The FPF was established at a time when the Qatari decided to launch an ambitious investment program in Paris: the project was to bring the Paris Saint Germain in the circle of clubs capable of winning the Champions League. As expected, PSG was sanctioned in May 2014 (UEFA refused to consider the € 200 million paid to the club by the Qatar Tourism Authority as “ relevant income “). In France, it was particularly moved by what treatment disfavor reserved for the capital club, “Why Paris could she not émarger, such as London, Madrid, Munich or Barcelona, ​​among the cities flagship of global football, while investors -a priori lucides- freely make the choice? Rightly, the deal seems unfair at European level. At national level, however, the consequences of FPF may appear more salutary: the economy of the hexagonal football could be less unbalanced, due to a lesser hegemony PSG …

UEFA blows hot and cold

Before the relevance of remarks on the effects of unfair FPF UEFA decided, Monday, June 29, 2015, to ease the device “making the criteria more flexible assessments to encourage investment” . But cold shower for Paris Saint Germain, he was not, at this time, no way to challenge the sanctions which the club was subject (management of payroll and restricted envelope of € 60 million on the transfer market ) … UEFA in small secretive, differed its announcement on the review of the Parisian club finances: gold -that the landmark information of the early July- accounts PSG would already returned to the balance or a season rather than commitments! This justifies in the eyes of the European body, lifting sanctions . The Paris SG fans can resume dreaming …

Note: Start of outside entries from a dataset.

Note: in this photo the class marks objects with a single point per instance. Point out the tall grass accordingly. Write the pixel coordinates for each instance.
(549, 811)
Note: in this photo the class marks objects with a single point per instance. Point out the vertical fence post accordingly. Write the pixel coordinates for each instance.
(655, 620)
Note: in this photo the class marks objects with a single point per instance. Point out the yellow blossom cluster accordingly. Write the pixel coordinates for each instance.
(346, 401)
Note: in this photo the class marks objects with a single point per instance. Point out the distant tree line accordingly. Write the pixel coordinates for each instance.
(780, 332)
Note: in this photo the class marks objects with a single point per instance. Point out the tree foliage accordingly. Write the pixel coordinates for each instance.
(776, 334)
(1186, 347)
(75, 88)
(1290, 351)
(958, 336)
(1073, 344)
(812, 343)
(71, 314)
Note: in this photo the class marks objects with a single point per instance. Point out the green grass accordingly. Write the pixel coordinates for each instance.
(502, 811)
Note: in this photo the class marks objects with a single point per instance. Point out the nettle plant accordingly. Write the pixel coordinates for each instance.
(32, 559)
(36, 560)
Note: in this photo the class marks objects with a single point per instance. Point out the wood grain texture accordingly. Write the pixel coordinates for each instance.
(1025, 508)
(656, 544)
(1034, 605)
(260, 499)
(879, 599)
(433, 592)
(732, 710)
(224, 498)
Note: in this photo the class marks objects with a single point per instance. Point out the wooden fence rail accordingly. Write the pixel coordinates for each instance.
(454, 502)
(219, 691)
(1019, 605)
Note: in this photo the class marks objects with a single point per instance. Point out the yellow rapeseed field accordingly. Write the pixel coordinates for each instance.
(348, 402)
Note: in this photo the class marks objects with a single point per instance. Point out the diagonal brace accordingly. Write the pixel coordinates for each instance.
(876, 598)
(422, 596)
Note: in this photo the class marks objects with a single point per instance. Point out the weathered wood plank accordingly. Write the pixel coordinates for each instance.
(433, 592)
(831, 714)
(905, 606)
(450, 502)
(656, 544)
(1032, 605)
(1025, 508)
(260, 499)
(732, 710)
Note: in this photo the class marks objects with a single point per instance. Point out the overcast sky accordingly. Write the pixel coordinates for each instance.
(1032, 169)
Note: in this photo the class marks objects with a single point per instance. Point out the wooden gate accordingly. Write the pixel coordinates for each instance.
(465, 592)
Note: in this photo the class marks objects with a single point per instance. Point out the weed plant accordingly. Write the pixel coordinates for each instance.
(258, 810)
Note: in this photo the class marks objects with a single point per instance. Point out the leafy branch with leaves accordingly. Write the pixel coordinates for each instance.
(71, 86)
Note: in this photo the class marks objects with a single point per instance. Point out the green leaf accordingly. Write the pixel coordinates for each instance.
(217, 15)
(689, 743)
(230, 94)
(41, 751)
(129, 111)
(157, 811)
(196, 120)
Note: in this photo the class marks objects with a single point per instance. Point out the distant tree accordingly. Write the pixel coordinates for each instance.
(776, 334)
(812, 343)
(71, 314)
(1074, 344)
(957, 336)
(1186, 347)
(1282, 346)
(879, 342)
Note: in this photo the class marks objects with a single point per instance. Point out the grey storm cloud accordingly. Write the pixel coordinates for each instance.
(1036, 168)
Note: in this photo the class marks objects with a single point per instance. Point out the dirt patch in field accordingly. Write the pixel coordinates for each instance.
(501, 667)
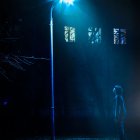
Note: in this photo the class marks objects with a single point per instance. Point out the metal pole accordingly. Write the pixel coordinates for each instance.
(52, 78)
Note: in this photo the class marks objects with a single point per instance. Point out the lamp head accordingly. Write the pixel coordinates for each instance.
(68, 2)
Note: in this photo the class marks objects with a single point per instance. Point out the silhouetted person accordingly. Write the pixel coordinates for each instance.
(119, 111)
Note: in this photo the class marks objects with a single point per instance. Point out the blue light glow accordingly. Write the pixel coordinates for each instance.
(69, 2)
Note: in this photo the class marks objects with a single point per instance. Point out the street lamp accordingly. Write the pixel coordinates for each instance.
(68, 2)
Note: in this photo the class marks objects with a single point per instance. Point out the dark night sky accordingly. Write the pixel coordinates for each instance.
(84, 76)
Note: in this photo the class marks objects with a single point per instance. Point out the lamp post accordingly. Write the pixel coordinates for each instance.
(68, 2)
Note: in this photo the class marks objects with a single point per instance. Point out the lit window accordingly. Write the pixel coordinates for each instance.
(69, 33)
(119, 36)
(94, 35)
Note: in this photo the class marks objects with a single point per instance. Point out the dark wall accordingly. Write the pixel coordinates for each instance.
(84, 74)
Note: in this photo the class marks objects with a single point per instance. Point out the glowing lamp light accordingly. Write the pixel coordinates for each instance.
(69, 2)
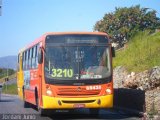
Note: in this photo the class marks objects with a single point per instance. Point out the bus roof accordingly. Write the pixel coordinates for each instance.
(42, 38)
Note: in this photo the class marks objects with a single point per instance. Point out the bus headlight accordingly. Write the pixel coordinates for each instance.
(108, 91)
(49, 92)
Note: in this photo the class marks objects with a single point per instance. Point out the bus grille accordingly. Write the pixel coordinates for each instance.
(76, 92)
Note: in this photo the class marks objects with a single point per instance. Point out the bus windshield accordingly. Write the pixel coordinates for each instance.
(77, 60)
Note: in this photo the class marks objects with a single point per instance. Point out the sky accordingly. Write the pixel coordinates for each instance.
(22, 21)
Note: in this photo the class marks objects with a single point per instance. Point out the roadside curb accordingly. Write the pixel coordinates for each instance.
(128, 111)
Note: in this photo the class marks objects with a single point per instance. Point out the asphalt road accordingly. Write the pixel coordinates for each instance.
(11, 108)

PSG one day in a closed European league?

What can we learn from this post in two UEFA? Obviously, the organization headed by Michel Platini wanted to say that the FPF is not dead and the sanitation target of European club finances remains a priority. But the device, because it penalizes clubs can enjoy an outdoor windfall therefore “ any benefit ” to European football, could not remain in the state. By lifting sanctions against PSG, a form of equity (between mature and emerging clubs clubs in Europe) has been restored. A hexagonal scale, however, the gap may widen between the club from the capital and other French clubs. PSG will, of course, increasingly favoring continental tournaments (at the expense of national competitions?). Will it be to take the plunge and join the other European heavyweights in a closed league (or a Premier League extended)? That is indeed the question that will itch the largest in Europe in the coming years.